Après l'adjonction de l'
Eau, c'est-à-dire du
Mercure, la
terre croît et augmente en blanchissant, on dit alors qu'il y a
imbibition.
Ensuite le
ferment se coagule, c'est-à-dire qu'il se joint au
corps imparfait,
préparé comme il a été dit, jusqu'à ce que
sa
couleur et son aspect soient uniformes : c'est la naissance, parce qu'à
ce moment apparaît notre Pierre que les Philosophes ont appelée :
le Roi, comme il est dit dans
La Tourbe des Philosophes:
«
Honorez notre roi sortant du feu, couronné d'un diadème
d'or ; obéissez-lui jusqu'à ce qu'il soit arrivé à
l'âge de la perfection, nourrissez-le jusqu'à ce qu'il soit grand.
Son père est le Soleil, sa mère est la Lune ; la Lune c'est le corps
imparfait. Le Soleil c'est le corps parfait. »
Cinquièmement et en dernier lieu vient l'alimentation, plus il est
nourri, plus il s'accroît. Or, il se nourrit de son lait, c'est à
dire du sperme qui l'a engendré au commencement.
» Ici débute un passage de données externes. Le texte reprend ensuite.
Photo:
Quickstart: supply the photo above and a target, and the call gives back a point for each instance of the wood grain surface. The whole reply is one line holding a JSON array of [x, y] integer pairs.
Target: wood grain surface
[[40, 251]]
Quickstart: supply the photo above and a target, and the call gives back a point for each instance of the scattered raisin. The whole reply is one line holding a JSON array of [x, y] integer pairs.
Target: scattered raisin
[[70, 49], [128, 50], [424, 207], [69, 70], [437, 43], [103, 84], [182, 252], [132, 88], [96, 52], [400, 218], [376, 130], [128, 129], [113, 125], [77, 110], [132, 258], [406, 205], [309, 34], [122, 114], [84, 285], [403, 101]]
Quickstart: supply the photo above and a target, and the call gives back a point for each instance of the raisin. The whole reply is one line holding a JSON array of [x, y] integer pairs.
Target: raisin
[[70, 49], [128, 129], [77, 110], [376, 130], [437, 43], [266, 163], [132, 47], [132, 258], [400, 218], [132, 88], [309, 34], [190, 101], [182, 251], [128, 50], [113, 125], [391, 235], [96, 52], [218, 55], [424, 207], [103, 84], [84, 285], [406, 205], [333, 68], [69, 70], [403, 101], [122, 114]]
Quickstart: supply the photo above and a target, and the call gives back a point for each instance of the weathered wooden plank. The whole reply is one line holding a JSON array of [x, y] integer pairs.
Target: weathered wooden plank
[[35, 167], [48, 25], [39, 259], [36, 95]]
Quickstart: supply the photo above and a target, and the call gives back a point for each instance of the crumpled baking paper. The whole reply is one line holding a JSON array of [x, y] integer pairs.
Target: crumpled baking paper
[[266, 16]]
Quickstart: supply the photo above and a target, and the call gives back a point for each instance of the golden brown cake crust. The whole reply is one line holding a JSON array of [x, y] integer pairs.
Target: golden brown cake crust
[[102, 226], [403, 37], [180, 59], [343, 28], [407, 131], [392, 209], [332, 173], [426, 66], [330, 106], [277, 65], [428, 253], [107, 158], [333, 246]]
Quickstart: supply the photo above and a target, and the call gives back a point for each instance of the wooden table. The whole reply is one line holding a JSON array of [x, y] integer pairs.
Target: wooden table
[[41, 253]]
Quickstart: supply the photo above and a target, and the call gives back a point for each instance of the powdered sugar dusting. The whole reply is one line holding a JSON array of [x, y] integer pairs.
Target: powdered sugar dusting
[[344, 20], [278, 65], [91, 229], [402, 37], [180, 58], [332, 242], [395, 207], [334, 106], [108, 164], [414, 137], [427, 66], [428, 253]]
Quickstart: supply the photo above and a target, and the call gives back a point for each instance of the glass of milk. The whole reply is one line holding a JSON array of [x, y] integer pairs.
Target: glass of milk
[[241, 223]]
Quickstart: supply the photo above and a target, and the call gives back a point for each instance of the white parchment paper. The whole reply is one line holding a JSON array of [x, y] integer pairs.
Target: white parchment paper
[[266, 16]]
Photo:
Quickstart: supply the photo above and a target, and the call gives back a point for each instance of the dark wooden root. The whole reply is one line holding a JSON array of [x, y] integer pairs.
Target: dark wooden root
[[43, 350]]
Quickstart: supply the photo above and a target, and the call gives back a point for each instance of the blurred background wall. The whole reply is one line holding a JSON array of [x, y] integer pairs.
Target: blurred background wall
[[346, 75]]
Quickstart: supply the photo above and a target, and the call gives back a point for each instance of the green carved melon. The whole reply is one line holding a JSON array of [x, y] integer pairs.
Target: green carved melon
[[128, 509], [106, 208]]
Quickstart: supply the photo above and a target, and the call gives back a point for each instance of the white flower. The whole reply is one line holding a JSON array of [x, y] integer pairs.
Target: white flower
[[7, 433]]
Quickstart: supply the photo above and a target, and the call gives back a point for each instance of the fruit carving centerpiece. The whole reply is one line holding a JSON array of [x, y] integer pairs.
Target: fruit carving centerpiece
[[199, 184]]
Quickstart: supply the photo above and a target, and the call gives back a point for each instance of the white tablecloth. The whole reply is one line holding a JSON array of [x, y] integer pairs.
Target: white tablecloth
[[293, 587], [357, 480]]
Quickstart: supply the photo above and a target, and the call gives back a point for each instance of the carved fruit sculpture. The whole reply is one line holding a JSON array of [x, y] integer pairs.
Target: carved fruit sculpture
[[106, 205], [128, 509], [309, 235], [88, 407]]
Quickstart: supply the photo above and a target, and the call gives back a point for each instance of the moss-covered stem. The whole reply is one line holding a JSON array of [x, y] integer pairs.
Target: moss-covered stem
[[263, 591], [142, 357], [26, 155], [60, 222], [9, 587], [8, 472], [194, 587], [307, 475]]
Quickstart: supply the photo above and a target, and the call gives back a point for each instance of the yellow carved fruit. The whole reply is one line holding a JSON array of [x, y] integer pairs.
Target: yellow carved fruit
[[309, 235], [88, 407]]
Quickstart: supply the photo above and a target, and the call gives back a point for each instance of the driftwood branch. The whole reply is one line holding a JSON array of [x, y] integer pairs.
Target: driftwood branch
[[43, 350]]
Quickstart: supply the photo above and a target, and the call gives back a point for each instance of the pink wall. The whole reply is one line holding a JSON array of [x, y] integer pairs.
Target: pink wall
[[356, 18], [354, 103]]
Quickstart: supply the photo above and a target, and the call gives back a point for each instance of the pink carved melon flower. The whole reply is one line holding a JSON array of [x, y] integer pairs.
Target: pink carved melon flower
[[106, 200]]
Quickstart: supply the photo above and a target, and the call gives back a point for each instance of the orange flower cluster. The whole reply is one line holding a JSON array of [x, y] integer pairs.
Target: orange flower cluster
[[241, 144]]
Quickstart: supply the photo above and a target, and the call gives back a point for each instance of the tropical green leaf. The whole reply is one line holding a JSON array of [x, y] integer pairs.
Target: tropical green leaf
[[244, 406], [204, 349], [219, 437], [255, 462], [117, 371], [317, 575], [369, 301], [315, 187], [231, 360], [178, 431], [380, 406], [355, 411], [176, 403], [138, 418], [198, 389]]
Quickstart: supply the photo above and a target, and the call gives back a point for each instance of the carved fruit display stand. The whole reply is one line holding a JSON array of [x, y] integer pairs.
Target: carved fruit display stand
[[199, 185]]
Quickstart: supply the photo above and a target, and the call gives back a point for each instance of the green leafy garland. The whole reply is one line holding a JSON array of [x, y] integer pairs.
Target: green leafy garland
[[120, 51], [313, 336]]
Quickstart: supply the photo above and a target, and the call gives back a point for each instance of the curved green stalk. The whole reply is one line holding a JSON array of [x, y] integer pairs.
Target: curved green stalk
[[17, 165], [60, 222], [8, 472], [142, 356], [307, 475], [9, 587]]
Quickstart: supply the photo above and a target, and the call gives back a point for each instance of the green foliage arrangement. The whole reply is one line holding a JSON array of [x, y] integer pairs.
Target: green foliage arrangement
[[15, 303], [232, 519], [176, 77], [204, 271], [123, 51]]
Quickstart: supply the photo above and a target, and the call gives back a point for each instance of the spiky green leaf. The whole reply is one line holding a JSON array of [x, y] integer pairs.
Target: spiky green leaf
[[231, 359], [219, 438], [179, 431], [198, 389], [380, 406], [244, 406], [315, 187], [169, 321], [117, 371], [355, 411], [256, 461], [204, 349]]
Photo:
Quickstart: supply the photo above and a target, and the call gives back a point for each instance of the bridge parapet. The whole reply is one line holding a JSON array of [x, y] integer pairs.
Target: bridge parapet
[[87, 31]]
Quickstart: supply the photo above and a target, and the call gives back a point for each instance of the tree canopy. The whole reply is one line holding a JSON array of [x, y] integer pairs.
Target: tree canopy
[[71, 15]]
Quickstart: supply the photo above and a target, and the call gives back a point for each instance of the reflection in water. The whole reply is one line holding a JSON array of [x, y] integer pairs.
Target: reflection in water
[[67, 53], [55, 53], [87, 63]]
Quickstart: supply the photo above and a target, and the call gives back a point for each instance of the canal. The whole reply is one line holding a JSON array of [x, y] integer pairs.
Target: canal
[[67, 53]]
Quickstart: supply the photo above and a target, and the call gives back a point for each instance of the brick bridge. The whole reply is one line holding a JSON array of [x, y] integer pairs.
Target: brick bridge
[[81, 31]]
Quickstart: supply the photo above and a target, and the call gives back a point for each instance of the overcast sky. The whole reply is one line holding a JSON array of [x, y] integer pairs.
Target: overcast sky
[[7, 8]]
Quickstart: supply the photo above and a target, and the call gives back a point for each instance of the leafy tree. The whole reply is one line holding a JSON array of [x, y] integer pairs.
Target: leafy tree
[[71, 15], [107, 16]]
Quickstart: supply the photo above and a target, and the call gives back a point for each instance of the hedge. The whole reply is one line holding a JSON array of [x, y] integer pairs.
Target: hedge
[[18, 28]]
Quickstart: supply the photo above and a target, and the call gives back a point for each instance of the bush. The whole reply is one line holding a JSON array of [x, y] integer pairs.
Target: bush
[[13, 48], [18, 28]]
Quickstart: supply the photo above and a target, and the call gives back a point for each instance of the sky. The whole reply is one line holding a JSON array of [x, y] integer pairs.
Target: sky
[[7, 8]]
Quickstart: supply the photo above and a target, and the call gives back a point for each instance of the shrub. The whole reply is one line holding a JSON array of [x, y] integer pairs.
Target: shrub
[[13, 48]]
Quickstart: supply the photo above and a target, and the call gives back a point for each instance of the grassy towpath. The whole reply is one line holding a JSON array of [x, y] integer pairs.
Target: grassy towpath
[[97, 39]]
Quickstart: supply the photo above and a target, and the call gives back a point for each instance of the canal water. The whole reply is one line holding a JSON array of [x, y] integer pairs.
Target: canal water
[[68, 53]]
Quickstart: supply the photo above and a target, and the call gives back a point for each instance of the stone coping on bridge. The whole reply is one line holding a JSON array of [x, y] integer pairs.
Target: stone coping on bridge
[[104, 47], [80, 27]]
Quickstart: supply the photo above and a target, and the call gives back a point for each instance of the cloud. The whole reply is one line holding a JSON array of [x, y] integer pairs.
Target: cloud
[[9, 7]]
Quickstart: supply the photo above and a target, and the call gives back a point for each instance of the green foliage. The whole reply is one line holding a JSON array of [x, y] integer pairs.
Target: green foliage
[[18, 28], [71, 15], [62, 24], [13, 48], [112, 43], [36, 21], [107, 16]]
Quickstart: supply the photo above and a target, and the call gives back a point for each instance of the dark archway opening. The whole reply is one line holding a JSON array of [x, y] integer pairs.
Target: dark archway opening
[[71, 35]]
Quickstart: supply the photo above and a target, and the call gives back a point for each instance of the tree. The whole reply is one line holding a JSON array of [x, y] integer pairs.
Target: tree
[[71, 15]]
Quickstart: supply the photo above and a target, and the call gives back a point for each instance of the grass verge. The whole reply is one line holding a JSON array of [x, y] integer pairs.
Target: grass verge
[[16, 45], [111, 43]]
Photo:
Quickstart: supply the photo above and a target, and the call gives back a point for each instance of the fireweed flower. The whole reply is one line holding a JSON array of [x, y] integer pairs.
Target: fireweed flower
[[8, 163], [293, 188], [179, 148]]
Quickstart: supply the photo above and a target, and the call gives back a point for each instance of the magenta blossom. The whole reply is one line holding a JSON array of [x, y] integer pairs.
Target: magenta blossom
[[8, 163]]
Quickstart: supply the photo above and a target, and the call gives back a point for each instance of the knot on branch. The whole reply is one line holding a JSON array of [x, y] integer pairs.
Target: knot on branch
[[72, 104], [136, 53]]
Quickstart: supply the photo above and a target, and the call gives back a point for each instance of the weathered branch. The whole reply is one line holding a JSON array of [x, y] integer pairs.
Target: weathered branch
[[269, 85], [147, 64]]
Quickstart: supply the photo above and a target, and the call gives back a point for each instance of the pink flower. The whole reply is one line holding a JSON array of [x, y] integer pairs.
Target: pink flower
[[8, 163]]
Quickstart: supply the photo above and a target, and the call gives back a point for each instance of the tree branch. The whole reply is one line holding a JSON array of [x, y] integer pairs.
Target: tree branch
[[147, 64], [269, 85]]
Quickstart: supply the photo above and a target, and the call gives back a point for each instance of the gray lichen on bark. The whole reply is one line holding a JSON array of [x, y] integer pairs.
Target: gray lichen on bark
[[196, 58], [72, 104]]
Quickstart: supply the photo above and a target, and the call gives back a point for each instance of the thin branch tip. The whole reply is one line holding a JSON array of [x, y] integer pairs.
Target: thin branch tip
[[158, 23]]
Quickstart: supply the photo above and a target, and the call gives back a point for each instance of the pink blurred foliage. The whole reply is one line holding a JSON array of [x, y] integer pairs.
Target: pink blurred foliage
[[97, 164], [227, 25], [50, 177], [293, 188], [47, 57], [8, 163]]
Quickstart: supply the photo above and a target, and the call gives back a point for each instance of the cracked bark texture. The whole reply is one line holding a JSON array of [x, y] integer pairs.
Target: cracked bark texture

Il faut donc l'
imbiber
de
Mercure, jusqu'à ce qu'il en ait bu deux parties, ou plus si c'est nécessaire.
S'ENSUIT
MAINTENANT LA PRATIQUE Passons maintenant
à la pratique, comme je l'ai annoncé plus haut. Et d'abord, tous
les
corps doivent être ramenés à la matière première
pour rendre la transmutation possible. Je vais ici te démontrer tout ce
qui a été dit plus haut. Je te prie donc, ô mon fils, de ne
pas dédaigner ma Pratique, parce qu'en elle se cache tout notre Magistère,
comme je l'y ai vu dans ma foi
occulte.
Prends une
livre d'Or, réduis-la en limaille très brillante, mêle-la
avec quatre parties de notre
eau purifiée, en la broyant et en l'incorporant
avec un peu de sel et de vinaigre, jusqu'à ce que le tout soit
amalgamé.
L'or ayant donc été bien
amalgamé, mets-le dans une grande
quantité d'
Eau-de-vie, c'est-à-dire de
Mercure, et mets-le tout
dans l'Urinal sur notre centre purifié ; fais au-dessous un
feu très
lent pendant un
jour entier ; laisse alors refroidir, et quand ce sera froid,
prends l'
Eau et tout ce qui est avec, filtre à travers une toile de lin,
jusqu'à ce que la partie liquide ait passé à travers le linge.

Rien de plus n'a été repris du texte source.